In China, besides its extensive use as a wood preservative prior to the 1980s, the principal intention of NaPCP in China was to eradicate the blood fluke intermediary host snails. Approximately, 60% of the nationwide production was applied for this purpose (Ge et al. 2007), while use for wood preservation and other purposes accounted for the other 40% (Ge et al. 2007; Zheng et al. 2012). From 1950s to 1960s, bilharzia was rampant in 12 provinces of southern China across the Yangtze River and PCP was one of the most effective molluscicides in controlling snails (Zhou et al. 2005). Owing to the probable health hazards of PCP, China constrained the use of NaPCP in 1997, however, with the re-emergence of schistosomiasis in habitual endemic areas, the employment of PCP for snail riddance increased again, which led to elevated levels of environmental contamination and increased health risks of PCP in its ubiquitous state (Zheng et al. 2012; Satarug et al. 2017).

Exposure to high levels of PCP and NaPCP may cause adverse effects on the liver, and damage to the immune, reproductive and developmental systems (Williams 1982). Previous investigations have shown that exposure by ingestion and inhalation are the most important pathways of non-occupational PCP absorption into the human body (Wilson et al. 2007). According to the announcement from the U.S CDC Agency for Toxic Substances and Disease Registry (ATSDR), where oral exposure is concerned, the length of time of exposure to the chemical may be categorised as acute, intermediate and chronic, with exposure lasting for 1 to 14 days, 15 to 364 days, and ≥364 days, respectively. The Minimum Risk Levels are usually 0.005 and 0.001 mg kg⁻¹day⁻¹ with end-points indicated as developmental, reproductive and endocrinal effects (Williams 1982). The EPA approximates that for a medium-weight adult, exposure to PCP at the level of 0.03 mg kg⁻¹day⁻¹ may not cause the least adverse health effects (Wilson et al. 2007).

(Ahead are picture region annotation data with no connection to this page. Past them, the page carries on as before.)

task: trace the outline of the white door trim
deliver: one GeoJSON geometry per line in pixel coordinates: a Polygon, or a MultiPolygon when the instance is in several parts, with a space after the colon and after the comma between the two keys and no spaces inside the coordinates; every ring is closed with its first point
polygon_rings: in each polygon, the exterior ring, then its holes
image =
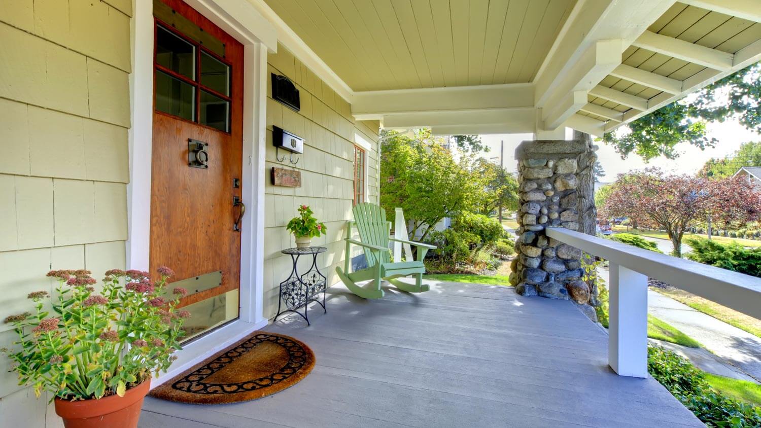
{"type": "MultiPolygon", "coordinates": [[[[249,5],[228,0],[186,0],[196,11],[244,44],[243,200],[248,208],[241,221],[240,319],[194,341],[181,351],[170,373],[154,382],[170,379],[221,346],[231,344],[267,324],[263,316],[264,166],[266,123],[267,49],[276,39],[269,26],[256,26],[259,12],[249,5]],[[240,20],[234,17],[243,17],[240,20]],[[244,22],[241,22],[241,21],[244,22]],[[248,24],[247,25],[247,24],[248,24]],[[253,35],[254,36],[252,36],[253,35]],[[214,346],[212,346],[212,344],[214,346]]],[[[133,71],[129,75],[132,127],[129,130],[129,184],[127,211],[129,238],[126,242],[128,268],[147,270],[151,227],[151,157],[153,137],[154,19],[151,0],[135,2],[132,24],[133,71]]],[[[266,20],[265,20],[266,21],[266,20]]],[[[261,21],[258,22],[261,23],[261,21]]],[[[276,49],[276,45],[275,46],[276,49]]]]}

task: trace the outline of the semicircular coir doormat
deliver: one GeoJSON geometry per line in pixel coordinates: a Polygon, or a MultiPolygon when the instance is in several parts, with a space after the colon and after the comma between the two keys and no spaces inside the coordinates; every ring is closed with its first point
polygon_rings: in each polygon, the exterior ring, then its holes
{"type": "Polygon", "coordinates": [[[314,353],[284,334],[257,331],[151,391],[162,400],[222,404],[261,398],[295,385],[314,353]]]}

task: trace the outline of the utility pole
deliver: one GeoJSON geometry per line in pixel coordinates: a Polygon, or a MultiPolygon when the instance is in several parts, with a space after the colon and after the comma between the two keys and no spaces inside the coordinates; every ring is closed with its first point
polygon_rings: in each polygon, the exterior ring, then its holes
{"type": "MultiPolygon", "coordinates": [[[[505,173],[505,140],[499,141],[499,173],[505,173]]],[[[501,198],[500,198],[501,199],[501,198]]],[[[499,201],[499,224],[502,224],[502,202],[499,201]]]]}

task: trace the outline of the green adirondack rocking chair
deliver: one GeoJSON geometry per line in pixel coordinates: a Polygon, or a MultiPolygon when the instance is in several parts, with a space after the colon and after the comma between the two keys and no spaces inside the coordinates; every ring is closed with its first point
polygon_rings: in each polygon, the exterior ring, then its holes
{"type": "Polygon", "coordinates": [[[428,284],[422,284],[423,274],[425,273],[422,261],[428,250],[436,248],[435,246],[390,236],[391,223],[386,221],[386,211],[375,204],[357,204],[353,211],[354,221],[346,224],[346,257],[344,268],[336,268],[339,277],[352,293],[365,299],[380,299],[384,294],[380,289],[381,280],[387,281],[396,288],[409,293],[422,293],[430,290],[428,284]],[[352,239],[352,227],[355,225],[359,231],[359,241],[352,239]],[[392,262],[388,247],[390,240],[418,247],[417,260],[392,262]],[[359,246],[365,249],[368,268],[349,272],[352,245],[359,246]],[[414,284],[396,279],[410,275],[415,276],[414,284]],[[368,280],[373,281],[361,286],[357,284],[358,282],[368,280]]]}

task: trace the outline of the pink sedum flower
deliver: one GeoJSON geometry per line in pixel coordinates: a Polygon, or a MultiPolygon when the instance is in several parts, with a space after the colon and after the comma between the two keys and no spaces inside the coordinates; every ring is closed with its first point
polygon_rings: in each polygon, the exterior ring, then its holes
{"type": "Polygon", "coordinates": [[[89,308],[92,306],[96,305],[105,305],[108,303],[108,299],[103,297],[103,296],[95,295],[91,296],[82,302],[82,306],[85,308],[89,308]]]}
{"type": "Polygon", "coordinates": [[[98,338],[107,342],[115,342],[119,340],[119,333],[116,333],[113,330],[107,330],[100,333],[98,338]]]}
{"type": "Polygon", "coordinates": [[[124,287],[129,291],[134,291],[135,293],[148,293],[149,294],[153,293],[154,290],[153,284],[147,281],[131,282],[127,284],[127,285],[124,287]]]}
{"type": "Polygon", "coordinates": [[[160,308],[164,305],[166,305],[167,301],[164,300],[163,297],[155,297],[148,300],[148,304],[154,308],[160,308]]]}
{"type": "Polygon", "coordinates": [[[58,329],[58,323],[60,319],[57,318],[46,318],[40,322],[37,327],[32,328],[32,332],[38,334],[47,333],[58,329]]]}
{"type": "Polygon", "coordinates": [[[47,297],[50,294],[47,291],[33,291],[29,294],[27,294],[27,299],[31,299],[32,300],[37,302],[40,299],[47,297]]]}
{"type": "Polygon", "coordinates": [[[87,276],[77,276],[68,278],[66,284],[71,286],[77,287],[79,285],[92,285],[96,282],[97,281],[95,281],[95,278],[91,278],[87,276]]]}
{"type": "Polygon", "coordinates": [[[13,324],[14,322],[21,322],[30,317],[32,314],[29,312],[20,313],[18,315],[9,315],[5,317],[5,324],[13,324]]]}

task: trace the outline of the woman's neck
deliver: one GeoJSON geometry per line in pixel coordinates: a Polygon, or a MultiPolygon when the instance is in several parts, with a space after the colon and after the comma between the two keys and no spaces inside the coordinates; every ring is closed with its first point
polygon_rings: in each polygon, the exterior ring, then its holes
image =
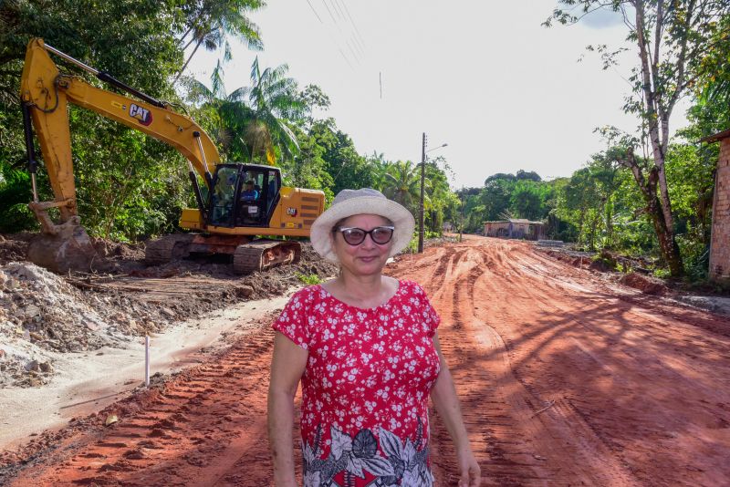
{"type": "Polygon", "coordinates": [[[340,301],[361,307],[374,307],[388,301],[398,289],[398,281],[381,274],[355,275],[343,269],[326,289],[340,301]]]}

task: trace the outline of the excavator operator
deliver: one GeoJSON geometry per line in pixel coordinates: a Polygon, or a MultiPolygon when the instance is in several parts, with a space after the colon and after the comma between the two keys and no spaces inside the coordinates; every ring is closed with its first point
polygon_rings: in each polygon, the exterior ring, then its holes
{"type": "Polygon", "coordinates": [[[258,192],[254,189],[254,181],[245,181],[245,188],[244,192],[241,193],[241,201],[244,202],[256,202],[258,200],[258,192]]]}

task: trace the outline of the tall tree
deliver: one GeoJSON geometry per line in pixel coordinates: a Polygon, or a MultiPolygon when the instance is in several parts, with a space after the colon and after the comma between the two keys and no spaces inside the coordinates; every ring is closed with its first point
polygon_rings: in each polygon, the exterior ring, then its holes
{"type": "Polygon", "coordinates": [[[231,58],[230,37],[235,37],[251,49],[261,50],[264,44],[258,26],[246,14],[263,7],[262,0],[187,0],[182,10],[185,23],[180,44],[184,51],[193,46],[185,63],[175,77],[177,81],[188,64],[203,46],[208,51],[224,48],[224,59],[231,58]]]}
{"type": "Polygon", "coordinates": [[[284,64],[262,71],[256,57],[251,66],[251,86],[239,88],[230,95],[232,101],[245,101],[253,111],[244,135],[251,149],[251,161],[258,156],[273,162],[275,146],[288,158],[299,150],[288,124],[302,119],[307,104],[297,92],[297,81],[287,77],[288,69],[284,64]]]}
{"type": "MultiPolygon", "coordinates": [[[[640,120],[639,137],[626,137],[628,150],[621,163],[631,169],[644,197],[659,241],[662,255],[673,276],[683,273],[682,255],[675,239],[672,203],[667,185],[665,159],[670,121],[677,102],[696,81],[699,62],[712,49],[718,22],[730,13],[730,4],[717,0],[559,0],[568,7],[557,8],[551,20],[574,24],[600,8],[610,8],[623,16],[639,64],[632,69],[632,96],[624,110],[640,120]],[[578,7],[579,15],[574,14],[578,7]],[[635,157],[635,147],[650,149],[649,165],[635,157]]],[[[616,55],[606,46],[601,52],[604,67],[613,66],[616,55]]]]}
{"type": "Polygon", "coordinates": [[[385,174],[384,194],[415,212],[421,199],[421,171],[411,161],[391,164],[385,174]]]}

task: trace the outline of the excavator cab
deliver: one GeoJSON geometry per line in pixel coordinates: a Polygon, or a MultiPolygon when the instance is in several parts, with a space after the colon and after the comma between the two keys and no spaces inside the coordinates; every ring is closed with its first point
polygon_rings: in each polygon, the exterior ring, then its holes
{"type": "Polygon", "coordinates": [[[257,164],[219,164],[212,181],[208,224],[268,227],[281,188],[281,171],[257,164]]]}

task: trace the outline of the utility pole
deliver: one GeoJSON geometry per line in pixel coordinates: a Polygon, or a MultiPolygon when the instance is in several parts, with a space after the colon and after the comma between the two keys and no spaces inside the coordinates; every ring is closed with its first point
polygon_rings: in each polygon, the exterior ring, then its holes
{"type": "Polygon", "coordinates": [[[464,185],[462,185],[462,224],[459,225],[459,242],[464,240],[464,185]]]}
{"type": "Polygon", "coordinates": [[[418,253],[423,252],[423,186],[426,183],[426,132],[423,132],[423,143],[421,148],[421,201],[418,213],[418,253]]]}

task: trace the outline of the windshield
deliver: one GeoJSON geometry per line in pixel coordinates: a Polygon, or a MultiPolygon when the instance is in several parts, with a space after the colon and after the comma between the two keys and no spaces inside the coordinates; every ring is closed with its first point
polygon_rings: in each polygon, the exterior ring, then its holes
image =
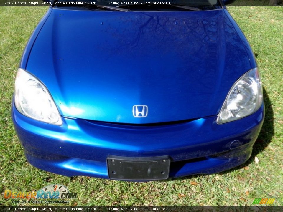
{"type": "Polygon", "coordinates": [[[127,8],[131,10],[152,10],[159,7],[166,6],[182,6],[196,7],[203,9],[213,9],[221,6],[218,0],[174,0],[174,1],[144,1],[144,0],[57,0],[54,6],[73,7],[91,7],[98,5],[107,7],[115,7],[127,8]]]}

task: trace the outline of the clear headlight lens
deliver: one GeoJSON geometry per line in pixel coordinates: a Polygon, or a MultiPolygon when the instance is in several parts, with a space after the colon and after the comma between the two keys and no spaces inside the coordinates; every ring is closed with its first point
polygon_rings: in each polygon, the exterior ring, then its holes
{"type": "Polygon", "coordinates": [[[16,77],[14,98],[16,108],[23,115],[44,122],[62,124],[58,110],[45,86],[21,68],[16,77]]]}
{"type": "Polygon", "coordinates": [[[217,117],[218,124],[234,121],[255,112],[262,103],[262,86],[257,68],[241,77],[234,84],[217,117]]]}

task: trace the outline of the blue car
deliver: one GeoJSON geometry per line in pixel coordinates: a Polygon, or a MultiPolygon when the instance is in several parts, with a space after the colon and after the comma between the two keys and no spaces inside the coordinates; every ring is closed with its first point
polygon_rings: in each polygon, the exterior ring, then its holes
{"type": "Polygon", "coordinates": [[[228,1],[175,1],[50,3],[12,100],[30,164],[145,181],[248,160],[264,115],[254,54],[228,1]]]}

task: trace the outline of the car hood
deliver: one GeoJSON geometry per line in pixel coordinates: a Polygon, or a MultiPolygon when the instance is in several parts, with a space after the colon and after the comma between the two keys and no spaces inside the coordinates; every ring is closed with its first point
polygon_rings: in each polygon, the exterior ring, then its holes
{"type": "Polygon", "coordinates": [[[27,69],[62,115],[147,124],[218,114],[251,68],[223,10],[100,11],[53,9],[27,69]],[[148,107],[136,118],[133,106],[148,107]]]}

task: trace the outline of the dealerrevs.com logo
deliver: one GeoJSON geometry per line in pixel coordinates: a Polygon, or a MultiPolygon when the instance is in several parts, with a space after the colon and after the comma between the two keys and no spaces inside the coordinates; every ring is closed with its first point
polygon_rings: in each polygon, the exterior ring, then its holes
{"type": "Polygon", "coordinates": [[[6,189],[4,198],[11,198],[13,203],[68,203],[70,199],[75,199],[76,193],[72,193],[65,186],[58,184],[49,185],[38,190],[21,191],[6,189]],[[47,200],[52,199],[52,201],[47,200]],[[59,199],[60,200],[59,200],[59,199]]]}

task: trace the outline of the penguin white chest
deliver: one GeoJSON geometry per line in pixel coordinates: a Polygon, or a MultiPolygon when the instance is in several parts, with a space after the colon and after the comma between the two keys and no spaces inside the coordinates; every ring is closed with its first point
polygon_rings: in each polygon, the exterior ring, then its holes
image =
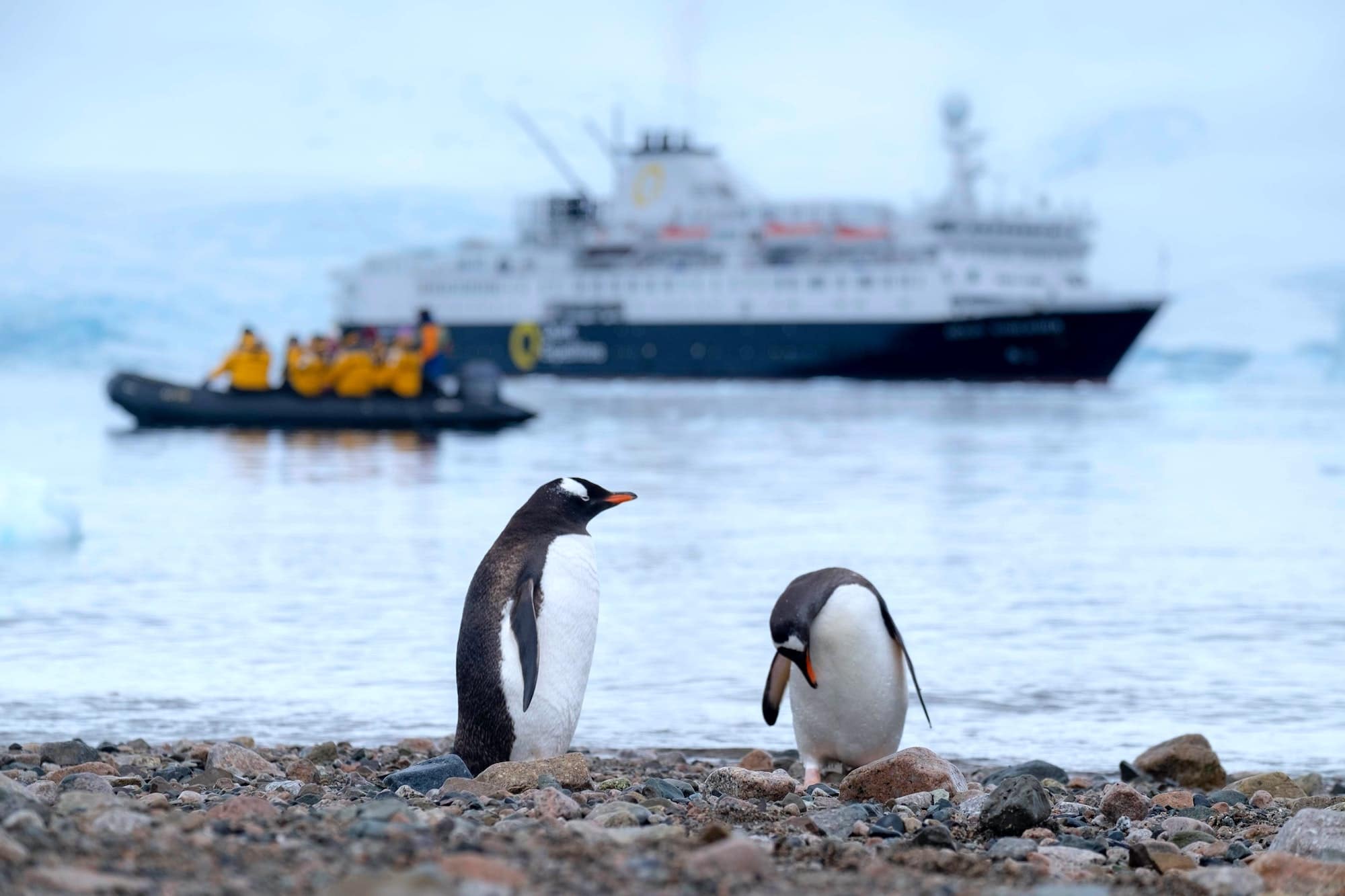
{"type": "Polygon", "coordinates": [[[863,766],[896,752],[907,721],[907,677],[873,592],[837,588],[808,627],[808,657],[818,686],[798,671],[790,681],[804,764],[863,766]]]}
{"type": "Polygon", "coordinates": [[[597,557],[589,535],[551,541],[538,583],[537,689],[523,712],[523,673],[518,642],[500,619],[500,679],[514,721],[511,760],[564,753],[574,736],[597,639],[597,557]]]}

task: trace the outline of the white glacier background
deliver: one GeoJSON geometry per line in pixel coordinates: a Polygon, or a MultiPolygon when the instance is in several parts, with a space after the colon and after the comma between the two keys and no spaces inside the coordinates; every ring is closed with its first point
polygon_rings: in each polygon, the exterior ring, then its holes
{"type": "Polygon", "coordinates": [[[79,511],[46,480],[0,467],[0,550],[79,542],[79,511]]]}

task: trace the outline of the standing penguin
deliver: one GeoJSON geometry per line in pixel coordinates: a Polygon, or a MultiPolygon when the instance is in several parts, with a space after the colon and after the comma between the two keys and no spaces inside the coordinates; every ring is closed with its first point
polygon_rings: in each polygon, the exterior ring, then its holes
{"type": "Polygon", "coordinates": [[[790,683],[790,665],[804,682],[790,689],[794,740],[803,759],[803,784],[822,780],[822,766],[863,766],[897,752],[907,721],[907,674],[920,708],[916,667],[882,595],[859,573],[833,566],[804,573],[771,611],[775,659],[761,696],[773,725],[790,683]]]}
{"type": "Polygon", "coordinates": [[[597,636],[597,560],[588,522],[633,499],[586,479],[549,482],[476,568],[457,631],[453,744],[473,775],[569,748],[597,636]]]}

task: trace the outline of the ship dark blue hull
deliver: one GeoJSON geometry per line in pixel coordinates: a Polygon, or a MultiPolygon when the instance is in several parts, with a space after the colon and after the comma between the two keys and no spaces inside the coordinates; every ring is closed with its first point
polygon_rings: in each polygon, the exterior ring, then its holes
{"type": "MultiPolygon", "coordinates": [[[[1106,381],[1157,304],[931,323],[453,326],[453,358],[511,374],[1106,381]]],[[[359,326],[347,322],[346,327],[359,326]]]]}

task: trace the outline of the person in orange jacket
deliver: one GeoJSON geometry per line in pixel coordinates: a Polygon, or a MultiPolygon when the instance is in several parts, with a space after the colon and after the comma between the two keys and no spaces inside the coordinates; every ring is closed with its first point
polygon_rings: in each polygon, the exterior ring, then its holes
{"type": "Polygon", "coordinates": [[[266,343],[257,338],[250,328],[243,330],[238,347],[225,355],[219,366],[210,371],[202,387],[208,387],[210,382],[221,374],[229,374],[229,391],[257,394],[270,391],[270,352],[266,343]]]}
{"type": "Polygon", "coordinates": [[[374,358],[359,342],[358,332],[342,339],[328,382],[342,398],[367,398],[374,391],[374,358]]]}
{"type": "Polygon", "coordinates": [[[387,358],[379,366],[379,389],[401,398],[418,398],[424,385],[420,352],[409,330],[397,334],[387,358]]]}

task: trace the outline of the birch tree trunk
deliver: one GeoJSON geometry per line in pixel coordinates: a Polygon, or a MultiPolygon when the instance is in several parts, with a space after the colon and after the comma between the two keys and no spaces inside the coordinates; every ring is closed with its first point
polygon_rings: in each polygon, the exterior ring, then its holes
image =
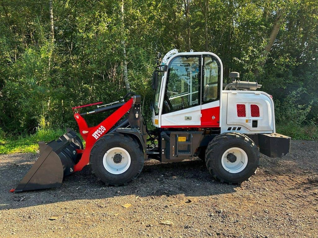
{"type": "Polygon", "coordinates": [[[188,37],[187,39],[187,44],[188,45],[188,50],[190,51],[191,49],[191,29],[190,23],[190,0],[184,0],[184,13],[187,19],[187,24],[188,26],[188,37]]]}
{"type": "Polygon", "coordinates": [[[126,88],[128,91],[130,90],[130,85],[128,82],[128,72],[127,69],[127,56],[126,54],[126,43],[125,41],[125,22],[124,19],[124,0],[122,0],[121,8],[121,15],[122,24],[122,39],[121,40],[121,45],[123,48],[123,56],[124,60],[123,61],[123,71],[124,80],[126,85],[126,88]]]}
{"type": "Polygon", "coordinates": [[[50,22],[51,26],[50,40],[53,43],[54,41],[54,22],[53,21],[53,6],[52,0],[50,0],[50,22]]]}
{"type": "MultiPolygon", "coordinates": [[[[284,14],[284,11],[282,10],[278,11],[277,13],[277,16],[274,22],[274,24],[273,25],[273,28],[271,31],[271,33],[269,35],[269,40],[266,46],[264,49],[264,51],[263,52],[262,56],[264,58],[264,60],[262,61],[260,63],[259,66],[260,67],[262,67],[265,64],[267,60],[267,56],[268,54],[271,51],[272,48],[274,44],[274,42],[276,39],[277,34],[279,31],[279,29],[281,26],[282,24],[284,22],[285,18],[285,14],[284,14]]],[[[254,70],[254,75],[257,76],[259,74],[259,71],[258,69],[255,69],[254,70]]]]}

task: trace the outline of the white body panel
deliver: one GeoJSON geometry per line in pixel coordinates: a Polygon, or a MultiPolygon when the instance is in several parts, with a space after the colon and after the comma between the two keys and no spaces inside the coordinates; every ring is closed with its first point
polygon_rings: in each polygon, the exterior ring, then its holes
{"type": "Polygon", "coordinates": [[[161,116],[161,125],[164,126],[200,126],[201,124],[200,105],[180,110],[161,116]]]}
{"type": "Polygon", "coordinates": [[[270,96],[264,92],[252,91],[223,91],[221,133],[236,131],[242,133],[275,133],[274,103],[270,96]],[[244,104],[246,116],[238,117],[237,104],[244,104]],[[255,104],[259,109],[259,116],[252,117],[250,105],[255,104]],[[252,121],[257,120],[258,126],[252,127],[252,121]],[[238,130],[238,128],[240,129],[238,130]],[[230,128],[231,129],[229,130],[230,128]],[[235,129],[233,130],[233,128],[235,129]]]}

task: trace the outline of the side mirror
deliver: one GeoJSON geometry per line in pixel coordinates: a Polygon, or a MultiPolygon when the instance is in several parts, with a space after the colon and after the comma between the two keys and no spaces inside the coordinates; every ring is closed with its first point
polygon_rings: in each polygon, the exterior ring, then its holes
{"type": "Polygon", "coordinates": [[[232,81],[235,82],[239,78],[239,73],[237,72],[231,72],[229,75],[229,77],[232,79],[232,81]]]}
{"type": "Polygon", "coordinates": [[[154,72],[154,74],[152,76],[152,84],[151,87],[153,89],[155,90],[157,89],[157,87],[158,86],[158,72],[157,71],[155,71],[154,72]]]}

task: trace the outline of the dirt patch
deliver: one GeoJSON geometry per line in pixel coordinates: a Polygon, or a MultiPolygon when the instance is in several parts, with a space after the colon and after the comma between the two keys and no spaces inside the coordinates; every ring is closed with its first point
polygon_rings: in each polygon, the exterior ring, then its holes
{"type": "Polygon", "coordinates": [[[60,188],[9,192],[38,156],[0,155],[0,237],[318,236],[318,142],[262,155],[241,186],[216,181],[199,160],[151,160],[126,186],[105,187],[87,166],[60,188]]]}

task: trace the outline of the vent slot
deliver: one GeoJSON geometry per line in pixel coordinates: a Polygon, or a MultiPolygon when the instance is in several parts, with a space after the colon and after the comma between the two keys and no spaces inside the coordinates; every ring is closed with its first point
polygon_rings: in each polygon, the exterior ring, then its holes
{"type": "Polygon", "coordinates": [[[259,117],[259,108],[257,105],[251,104],[251,116],[252,117],[259,117]]]}
{"type": "Polygon", "coordinates": [[[246,109],[245,104],[237,104],[236,110],[239,117],[246,117],[246,109]]]}

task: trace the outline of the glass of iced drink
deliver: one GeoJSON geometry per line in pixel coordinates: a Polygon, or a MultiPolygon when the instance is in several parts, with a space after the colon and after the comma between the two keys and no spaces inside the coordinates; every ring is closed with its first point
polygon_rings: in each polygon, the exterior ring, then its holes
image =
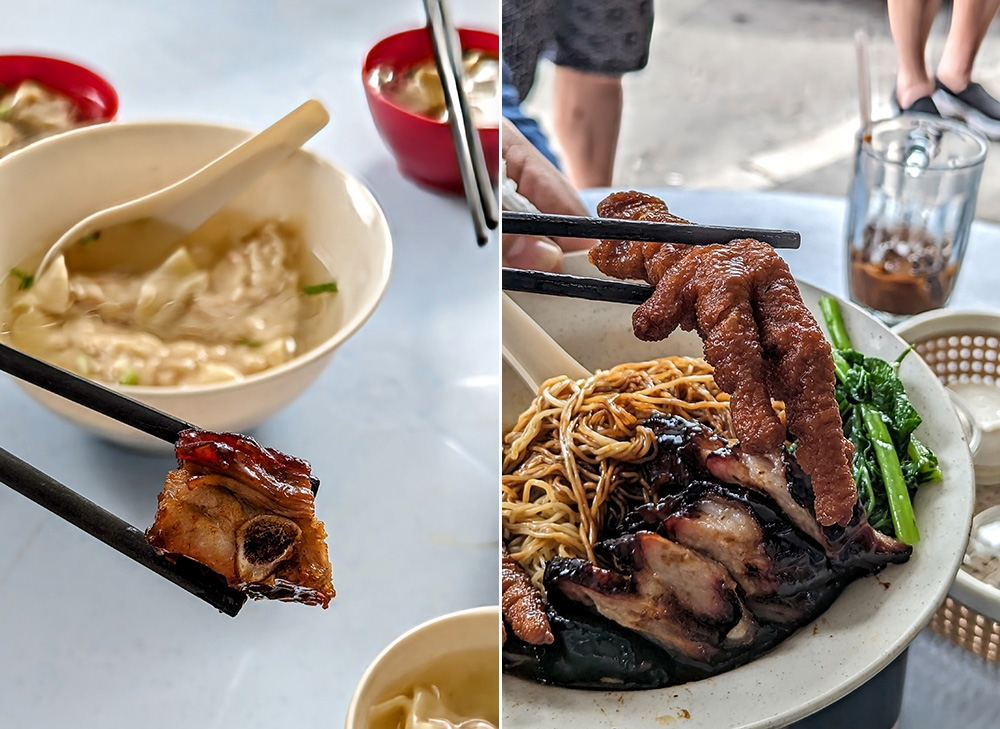
{"type": "Polygon", "coordinates": [[[851,299],[888,324],[951,295],[976,211],[988,142],[925,114],[862,130],[847,208],[851,299]]]}

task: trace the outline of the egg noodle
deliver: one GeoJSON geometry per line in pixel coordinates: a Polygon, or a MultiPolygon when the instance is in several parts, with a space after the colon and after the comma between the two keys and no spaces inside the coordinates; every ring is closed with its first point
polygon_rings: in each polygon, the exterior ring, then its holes
{"type": "Polygon", "coordinates": [[[655,500],[639,468],[656,446],[643,420],[680,415],[732,437],[712,372],[703,359],[665,357],[542,385],[504,436],[501,479],[504,541],[535,587],[555,556],[593,560],[609,513],[655,500]]]}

Over time, PCP has generated great concern as a persistent organic pollutant, particularly contaminating food in mainland China and other regions (Hong et al. 2005). The features of its exposure, including the quantity, period of time, and the coexistence of other toxicants, may influence its health effects (Mather et al. 2004). We were interested in assessing PCP levels in foods commercially available in various districts of Guangzhou, particularly in livestock, poultry, eggs and fish. In this study, the levels of PCP in food samples randomly collected during the period between 2016 and 2019 by the Guangzhou Centre for Disease Control and Prevention were examined, and the dietary exposure-related risk was quantitatively assessed. The margin of exposure (MOE) was employed to estimate the residue burdens of PCP from specific food categories, in residents of various age groups ranging from 3 to over 60 years.

Materials and methods

Food sampling

From January 2016 to December 2019, typical PCP-contaminated foodstuffs that included pork, livestock (beef and lamb), poultry, offal, eggs, and freshwater fish were sampled from hypermarkets, agricultural markets, merchandising shops, cafeterias, and family shops by trained agents, from all the eleven districts of Guangzhou. Possibly due to their wide distribution, these commodities were considered to be probable origins of PCP exposure in Guangzhou (Zhang et al. 2015, p. 23).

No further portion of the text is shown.